The next morning we were leaving to Tihuanaku, the big Bolivian ruins, and then to Puno in Peru. I really, really regreted the freeness that the liquour flowed the night before, and wondered about my non existant logic at maybe, you know, 3 in the morning, a much more sane hour to go to bed before a big border crossing day. Tihuanku was cool, but extremely overpriced. It was amazing to see how smooth and square they get the rocks, but have heard from a couple travellers that have seen both, that Machu Pichu will blow that away. We caught a bus from there to the border, where we got by pretty easy after answering many question with obvious answers... such as did you do cocaine or marijuana in Bolivia? Oh yes officer, and I have about 3 balloons of it in my stomach right now....
The bus ride to Peru was strange because some woman had all the tourists sitting on blankets, and made me hold this package. Sketchy. I was a little worried that it was filled with cocaine, and was much more worried when a bunch of officers came onto the bus and vigorously checked people. Funny thing was that they only checked the locals, while the tourists sat on the smuggled blankets, holding bags of smuggled goods. I found out afterwards that they were smuggling the cheap Bolivian blankets and clothes to sell in Peru. That evening we ate chicken and slept in a terrible hostal, where the doorguy blared the TV so loud that he must have been part deaf.

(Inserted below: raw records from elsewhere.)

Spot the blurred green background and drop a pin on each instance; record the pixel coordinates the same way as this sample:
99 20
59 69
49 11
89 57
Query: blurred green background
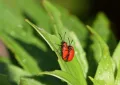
22 46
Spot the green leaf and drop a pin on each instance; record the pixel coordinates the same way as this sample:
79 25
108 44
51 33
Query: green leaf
72 67
18 29
24 59
55 15
80 54
105 71
97 82
116 55
4 80
72 23
117 80
29 81
63 76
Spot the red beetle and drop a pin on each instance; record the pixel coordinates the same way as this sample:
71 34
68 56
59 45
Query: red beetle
70 53
66 51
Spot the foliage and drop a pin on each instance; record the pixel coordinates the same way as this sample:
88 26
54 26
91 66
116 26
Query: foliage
37 59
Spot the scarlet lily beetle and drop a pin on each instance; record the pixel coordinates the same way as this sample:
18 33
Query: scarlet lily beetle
66 51
70 55
64 48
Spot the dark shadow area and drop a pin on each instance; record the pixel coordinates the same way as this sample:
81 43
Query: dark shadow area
47 60
112 9
4 70
49 80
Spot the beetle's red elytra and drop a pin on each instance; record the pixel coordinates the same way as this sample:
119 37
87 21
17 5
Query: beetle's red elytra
67 51
64 50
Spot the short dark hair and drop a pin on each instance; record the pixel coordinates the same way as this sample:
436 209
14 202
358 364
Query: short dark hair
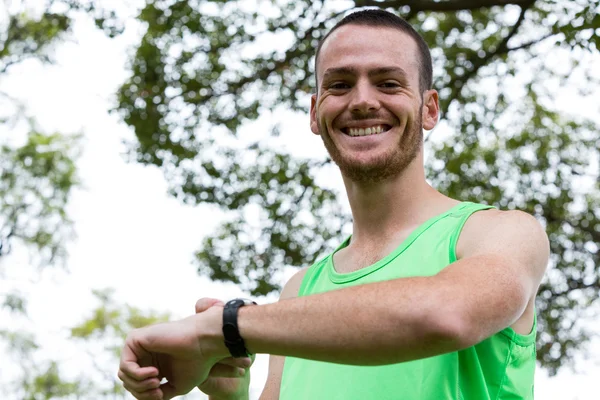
385 19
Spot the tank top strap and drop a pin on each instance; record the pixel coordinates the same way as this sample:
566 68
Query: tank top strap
462 214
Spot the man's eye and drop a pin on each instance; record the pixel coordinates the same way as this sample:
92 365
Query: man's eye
339 85
389 85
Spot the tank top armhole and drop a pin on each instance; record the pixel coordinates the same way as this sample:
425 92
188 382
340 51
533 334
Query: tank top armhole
466 213
310 272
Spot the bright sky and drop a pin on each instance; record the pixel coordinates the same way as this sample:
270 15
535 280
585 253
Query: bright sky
131 235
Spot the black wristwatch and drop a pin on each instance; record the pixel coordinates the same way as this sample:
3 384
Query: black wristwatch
233 340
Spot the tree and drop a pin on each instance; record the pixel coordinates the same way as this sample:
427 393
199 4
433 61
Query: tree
203 66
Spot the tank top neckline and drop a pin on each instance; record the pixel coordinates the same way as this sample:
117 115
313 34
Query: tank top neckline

Today we found ourselves a really nice hostal, and have a room reserved for Rylie and Jordan TOMORROW NIGHT!!!! I can't believe that we are going to meet them at the airport tomorrow morning. I want to go to bed now just so that they will be here... a travellers christmas. Haha. It is very strange that this portion of our trip is coming to an end, and from now on we will be travelling with others. Exciting and sad at the same time, as I have had such an amazing time just kicking it with Orin. We get along absurdly well, and have an awesome time even doing the lamest things together. From now on things are going to go even faster than before, which is terrifying. In the end I am very excited to come back to Vancouver, but the end of a good travel is bitter sweet, but not to worry, as there have been many conversations of 'next time' already. This time with Clare, for sure!! Not to mention that we have a whole beautiful province to explore this summer, and a whole beautiful country to explore for the rest of our lives. Enough of my lamenting, I hope that BC is heating up nicely for our return, and that everyone is enjoying a lovely spring.